Although Priscila recognizes she could have lost the fight even if she didn’t hurt herself in the first round, she claims there could’ve been at least a fighting chance without it.
““I could have lost anyway, but it would have been a war,” Cachoeira said. “I’m sure it would have been different, because everything that happened there was exactly what I’d trained for. But I didn’t have a knee to finish my movements. So what did I do? I just defended myself.”
Even though many pundits were eager to put the blame on referee’s Mario Yamasaki inability to stop the fight any sooner once Cachoeira started taking too many shots, Priscila does not believe she was ever fully out of the fight.
““Every time Mario yelled, ‘If you don’t move, I’ll end the fight.’ I found a way to move and show I was still in the fight. Because the true warrior will never quit. That’s what happened.”
Now, thinking of getting her career back on track, Priscila does not rule out a potential rematch with Valentina Shevchenko in the future.
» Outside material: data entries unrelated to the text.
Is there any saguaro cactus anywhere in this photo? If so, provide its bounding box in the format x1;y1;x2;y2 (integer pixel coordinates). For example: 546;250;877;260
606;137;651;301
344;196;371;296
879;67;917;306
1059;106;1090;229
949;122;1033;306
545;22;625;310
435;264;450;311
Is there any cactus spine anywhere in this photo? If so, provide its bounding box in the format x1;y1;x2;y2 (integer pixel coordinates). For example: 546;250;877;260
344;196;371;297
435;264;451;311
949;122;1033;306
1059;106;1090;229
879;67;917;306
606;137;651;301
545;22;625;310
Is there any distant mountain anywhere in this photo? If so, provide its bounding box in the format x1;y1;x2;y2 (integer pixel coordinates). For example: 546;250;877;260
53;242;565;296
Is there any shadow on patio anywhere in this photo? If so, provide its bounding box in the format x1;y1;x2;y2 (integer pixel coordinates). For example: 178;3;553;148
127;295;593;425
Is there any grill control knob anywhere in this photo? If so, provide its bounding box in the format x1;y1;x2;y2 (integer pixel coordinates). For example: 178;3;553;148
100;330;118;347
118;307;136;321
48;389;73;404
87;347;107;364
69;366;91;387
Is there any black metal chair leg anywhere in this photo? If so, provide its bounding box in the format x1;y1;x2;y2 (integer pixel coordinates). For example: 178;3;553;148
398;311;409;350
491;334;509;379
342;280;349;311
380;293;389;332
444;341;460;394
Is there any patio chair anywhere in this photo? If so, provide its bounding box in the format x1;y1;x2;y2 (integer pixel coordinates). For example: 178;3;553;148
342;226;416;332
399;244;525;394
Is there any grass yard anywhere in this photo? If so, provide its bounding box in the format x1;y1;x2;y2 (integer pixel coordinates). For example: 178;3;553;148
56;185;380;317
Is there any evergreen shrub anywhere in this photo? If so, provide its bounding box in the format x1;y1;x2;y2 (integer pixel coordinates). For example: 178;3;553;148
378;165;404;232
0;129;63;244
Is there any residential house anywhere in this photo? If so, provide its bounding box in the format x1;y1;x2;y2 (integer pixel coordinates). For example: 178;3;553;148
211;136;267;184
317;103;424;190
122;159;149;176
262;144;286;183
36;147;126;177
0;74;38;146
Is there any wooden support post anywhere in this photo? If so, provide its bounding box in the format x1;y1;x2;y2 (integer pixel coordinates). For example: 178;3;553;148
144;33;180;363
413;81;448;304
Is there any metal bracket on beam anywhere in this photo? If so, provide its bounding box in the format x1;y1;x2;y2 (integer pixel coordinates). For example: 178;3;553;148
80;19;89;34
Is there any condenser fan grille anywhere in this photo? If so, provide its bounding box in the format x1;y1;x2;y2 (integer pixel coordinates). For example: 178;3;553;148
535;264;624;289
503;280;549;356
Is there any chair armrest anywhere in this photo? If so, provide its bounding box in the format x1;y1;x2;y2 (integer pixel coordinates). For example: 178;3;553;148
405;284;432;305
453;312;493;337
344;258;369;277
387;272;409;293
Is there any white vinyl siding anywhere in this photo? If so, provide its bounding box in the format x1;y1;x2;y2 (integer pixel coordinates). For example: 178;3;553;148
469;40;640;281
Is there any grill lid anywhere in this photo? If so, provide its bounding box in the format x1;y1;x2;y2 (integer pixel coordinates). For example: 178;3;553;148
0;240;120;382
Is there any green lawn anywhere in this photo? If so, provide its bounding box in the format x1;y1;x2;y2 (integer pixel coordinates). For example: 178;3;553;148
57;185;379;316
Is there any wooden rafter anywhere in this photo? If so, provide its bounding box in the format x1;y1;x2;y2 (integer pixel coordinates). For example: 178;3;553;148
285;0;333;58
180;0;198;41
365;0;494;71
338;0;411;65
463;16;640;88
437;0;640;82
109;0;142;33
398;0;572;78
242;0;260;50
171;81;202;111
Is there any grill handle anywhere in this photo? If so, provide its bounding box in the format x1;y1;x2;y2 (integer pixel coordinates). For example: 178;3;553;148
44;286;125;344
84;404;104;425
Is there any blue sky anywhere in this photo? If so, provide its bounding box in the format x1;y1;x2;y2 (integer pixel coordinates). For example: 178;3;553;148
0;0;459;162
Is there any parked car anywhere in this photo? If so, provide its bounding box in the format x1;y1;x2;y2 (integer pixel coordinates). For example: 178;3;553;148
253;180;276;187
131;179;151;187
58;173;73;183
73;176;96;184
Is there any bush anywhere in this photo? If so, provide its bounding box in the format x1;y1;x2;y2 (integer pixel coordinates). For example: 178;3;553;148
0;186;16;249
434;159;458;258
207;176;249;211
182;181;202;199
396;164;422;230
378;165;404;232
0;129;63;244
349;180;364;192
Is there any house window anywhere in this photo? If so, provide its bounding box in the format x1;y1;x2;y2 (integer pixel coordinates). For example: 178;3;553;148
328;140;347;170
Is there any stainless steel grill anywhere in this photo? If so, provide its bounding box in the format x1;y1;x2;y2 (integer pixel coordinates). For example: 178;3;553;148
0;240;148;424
But first, she would like to climb up the division before taking on ‘Bullet’ again.
“I’m sure I’ll be back and I’ll even ask for the rematch,” Cachoeira said. “I want to do a few fights first. Before the rematch, I want to return and do my real UFC debut. My comeback will be my actual debut, because I will be at 100 percent an able to show what I’m capable of. After I do two or three fights, I’ll ask for a rematch, that’s for sure. I’m recovering to show the world who’s the real ‘Pedrita.’”
Priscila Cachoeira (8-1) was undefeated until her UFC debut. She had eight wins in the Brazilian regional circuit, four of which she won by way of knockout.